Her bejeweled hairpin. The encrypted data that Sydney had pulled from it and given to Panacea. In a flash, he realized that it must be incriminating evidence of Penelope’s involvement in everything.
“I don’t have it,” he said.
“You know where it is. Or maybe who has it.”
The sound of footsteps against the deck made Winter turn. Penelope looked over.
“Finally,” she muttered.
A man stepped out from behind the nearest row of shipping containers, walking with a calm, easy gait, dressed as properly as ever, his eyes hidden behind a pair of shades. Connor.
Immediately behind him came two men that Winter recognized as former bodyguards for Eli—except this time, they were dragging between them a slight, slender figure, her short blond hair bobbing weakly with her bent head.
Winter couldn’t see the girl’s face, but he recognized her instantly. Terror jolted through his body.
Sydney.
30
Trapped
Sydney looked up as they stopped in the room. Paramecium canisters everywhere, secured against the shelves.
Her gaze darted to Penelope, then to the cube she held in her hand. Images flashed through her mind of Eli Morrison’s death, the way foam had dripped from his mouth as the chemical destroyed the inside of his body. The Paramecium was everywhere now, all around them, as if death had been manufactured and packaged for the shelves and now waited for a chance to be freed. Her skin crawled, and everything in her wanted to pull away from the cube.

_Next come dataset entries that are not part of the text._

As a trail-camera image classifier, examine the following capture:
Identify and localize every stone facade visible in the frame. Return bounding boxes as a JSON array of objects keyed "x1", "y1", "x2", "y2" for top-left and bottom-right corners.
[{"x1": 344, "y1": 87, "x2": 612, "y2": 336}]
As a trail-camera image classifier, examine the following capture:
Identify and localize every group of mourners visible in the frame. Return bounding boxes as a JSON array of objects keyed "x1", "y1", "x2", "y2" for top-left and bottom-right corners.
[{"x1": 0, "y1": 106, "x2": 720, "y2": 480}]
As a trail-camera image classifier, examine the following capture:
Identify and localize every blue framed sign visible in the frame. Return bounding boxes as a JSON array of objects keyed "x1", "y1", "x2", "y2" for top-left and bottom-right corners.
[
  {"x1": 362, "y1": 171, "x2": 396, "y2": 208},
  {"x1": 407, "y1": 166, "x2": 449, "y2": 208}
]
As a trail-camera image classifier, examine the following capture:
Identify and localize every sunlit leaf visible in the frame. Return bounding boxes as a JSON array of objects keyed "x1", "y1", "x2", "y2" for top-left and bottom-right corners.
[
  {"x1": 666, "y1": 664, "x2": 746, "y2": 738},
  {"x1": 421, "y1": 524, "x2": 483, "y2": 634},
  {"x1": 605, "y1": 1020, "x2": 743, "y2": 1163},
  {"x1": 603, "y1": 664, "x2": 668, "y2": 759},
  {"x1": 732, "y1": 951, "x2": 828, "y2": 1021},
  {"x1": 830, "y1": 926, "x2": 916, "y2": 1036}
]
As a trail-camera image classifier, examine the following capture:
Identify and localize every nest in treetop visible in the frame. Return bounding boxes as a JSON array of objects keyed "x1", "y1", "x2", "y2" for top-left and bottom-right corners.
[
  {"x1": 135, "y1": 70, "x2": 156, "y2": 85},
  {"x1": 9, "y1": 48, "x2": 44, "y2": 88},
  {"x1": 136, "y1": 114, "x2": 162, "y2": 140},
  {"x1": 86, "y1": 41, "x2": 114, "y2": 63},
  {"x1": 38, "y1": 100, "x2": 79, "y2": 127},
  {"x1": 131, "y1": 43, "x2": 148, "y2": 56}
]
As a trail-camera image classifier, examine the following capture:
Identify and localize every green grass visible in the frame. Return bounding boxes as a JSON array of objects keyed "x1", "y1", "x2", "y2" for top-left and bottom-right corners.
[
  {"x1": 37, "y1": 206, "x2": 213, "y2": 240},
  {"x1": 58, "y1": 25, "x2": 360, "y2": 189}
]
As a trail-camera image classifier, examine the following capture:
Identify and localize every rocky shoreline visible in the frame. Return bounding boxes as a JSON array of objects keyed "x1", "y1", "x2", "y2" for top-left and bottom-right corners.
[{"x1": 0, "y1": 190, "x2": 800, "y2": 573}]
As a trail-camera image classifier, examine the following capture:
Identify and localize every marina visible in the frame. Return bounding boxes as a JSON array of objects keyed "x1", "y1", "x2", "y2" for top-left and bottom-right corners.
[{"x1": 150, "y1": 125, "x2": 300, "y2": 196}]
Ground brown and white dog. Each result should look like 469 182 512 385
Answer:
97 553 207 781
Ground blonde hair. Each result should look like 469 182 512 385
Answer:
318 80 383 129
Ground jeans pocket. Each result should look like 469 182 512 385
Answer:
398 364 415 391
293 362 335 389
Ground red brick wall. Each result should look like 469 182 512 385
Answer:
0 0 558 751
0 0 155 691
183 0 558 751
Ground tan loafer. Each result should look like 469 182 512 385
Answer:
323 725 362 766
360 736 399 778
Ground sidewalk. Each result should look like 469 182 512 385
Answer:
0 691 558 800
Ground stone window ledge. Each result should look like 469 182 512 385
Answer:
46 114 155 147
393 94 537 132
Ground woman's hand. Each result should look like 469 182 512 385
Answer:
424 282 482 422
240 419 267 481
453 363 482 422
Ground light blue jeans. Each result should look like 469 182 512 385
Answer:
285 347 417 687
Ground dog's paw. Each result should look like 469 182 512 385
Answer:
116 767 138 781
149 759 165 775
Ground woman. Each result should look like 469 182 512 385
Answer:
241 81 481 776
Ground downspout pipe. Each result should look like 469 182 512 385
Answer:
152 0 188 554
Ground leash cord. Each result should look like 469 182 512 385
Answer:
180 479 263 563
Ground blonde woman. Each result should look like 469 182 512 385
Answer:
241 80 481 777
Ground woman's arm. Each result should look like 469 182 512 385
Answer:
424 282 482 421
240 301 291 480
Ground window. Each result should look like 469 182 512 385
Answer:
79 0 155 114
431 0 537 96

Her gaze darted to Winter.
Shot in the chest, a good few inches shy of his heart, with a bullet slender enough to leave a small wound. She could tell just by the bloodstain dotting the white bandages wrapped around his bare chest. Judging from the way he was breathing, the injury hurt but hadn’t pierced his lung cavity—in all likelihood, it had torn into his chest muscle and lodged deep in there.
He’d need attention soon. All that blood loss had made him weak; the coloration of his face was ghostly pale, and a sheen of sweat glistened against his skin. If he went into shock out here, in the middle of the ocean, he’d die even before Penelope’s interrogation could really begin.
It took every bit of Sydney’s willpower not to scream and lunge rightthere, to direct all her strength at reaching the young woman. Instead, she sank into the calm of her mind and lowered her head again. Let herself go slack.
No one with a bad hand ever won by revealing it early.